Let's look specifically at OptimizeMeFixed, since that's under our control:

julia> pcmod = pcs[end]Main.var"Main".OptimizeMe => (0.023525280999999995, Tuple{Float64, Core.MethodInstance}[(0.000115968, MethodInstance for Main.var"Main".OptimizeMe.howbig(::Float64)), (0.023409312999999994, MethodInstance for Main.var"Main".OptimizeMe.main())])
julia> tmod, tpcs = pcmod.second;
julia> tmod0.023525280999999995
julia> tpcs2-element Vector{Tuple{Float64, Core.MethodInstance}}: (0.000115968, MethodInstance for Main.var"Main".OptimizeMe.howbig(::Float64)) (0.023409312999999994, MethodInstance for Main.var"Main".OptimizeMe.main())

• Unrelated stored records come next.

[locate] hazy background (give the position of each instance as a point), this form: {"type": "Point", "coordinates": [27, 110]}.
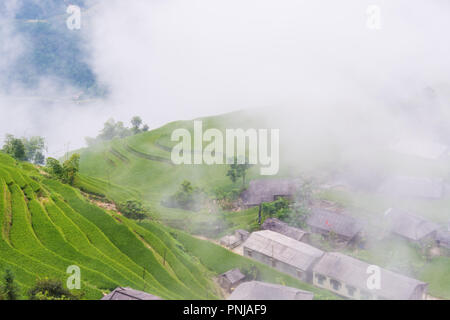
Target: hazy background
{"type": "Point", "coordinates": [312, 62]}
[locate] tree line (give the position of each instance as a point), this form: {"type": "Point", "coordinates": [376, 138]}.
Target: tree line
{"type": "Point", "coordinates": [113, 130]}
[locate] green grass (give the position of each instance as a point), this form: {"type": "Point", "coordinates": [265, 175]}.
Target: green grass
{"type": "Point", "coordinates": [47, 226]}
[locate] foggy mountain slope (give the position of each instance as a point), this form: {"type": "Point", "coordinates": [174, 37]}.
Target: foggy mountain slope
{"type": "Point", "coordinates": [47, 226]}
{"type": "Point", "coordinates": [51, 225]}
{"type": "Point", "coordinates": [142, 162]}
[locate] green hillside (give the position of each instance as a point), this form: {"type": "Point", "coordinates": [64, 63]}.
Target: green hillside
{"type": "Point", "coordinates": [47, 226]}
{"type": "Point", "coordinates": [142, 163]}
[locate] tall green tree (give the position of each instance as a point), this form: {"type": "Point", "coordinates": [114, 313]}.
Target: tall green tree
{"type": "Point", "coordinates": [9, 290]}
{"type": "Point", "coordinates": [134, 209]}
{"type": "Point", "coordinates": [238, 170]}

This indicates the amount of time spent specifically on OptimizeMe, plus the list of calls that could be precompiled in that module.

We could look at the other modules (packages) similarly.

SnoopCompile.write

You can generate files that contain ready-to-use precompile directives using SnoopCompile.write:

julia> SnoopCompile.write("/tmp/precompiles_OptimizeMe", pcs)Core: no precompile statements out of 1.884e-6
Base.Multimedia: no precompile statements out of 6.632e-6
Base: precompiled 0.001391357 out of 0.0034157299999999996
Main.var"Main".OptimizeMe: precompiled 0.023409312999999994 out of 0.023525280999999995

You'll now find a directory /tmp/precompiles_OptimizeMe, and inside you'll find files for modules that could have precompile directives added manually. The contents of the last of these should be recognizable:

function _precompile_()
    ccall(:jl_generating_output, Cint, ()) == 1 || return nothing
    Base.precompile(Tuple{typeof(main)})   # time: 0.4204474
end

The first ccall line ensures we only pay the cost of running these precompile directives if we're building the package; this is relevant mostly if you're running Julia with --compiled-modules=no, which can be a convenient way to disable precompilation and examine packages in their "native state." (It would also matter if you've set __precompile__(false) at the top of your module, but if so why are you reading this?)

This file is ready to be moved into the OptimizeMe repository and included into your module definition.

You might also consider submitting some of the other files (or their precompile directives) to the packages you depend on.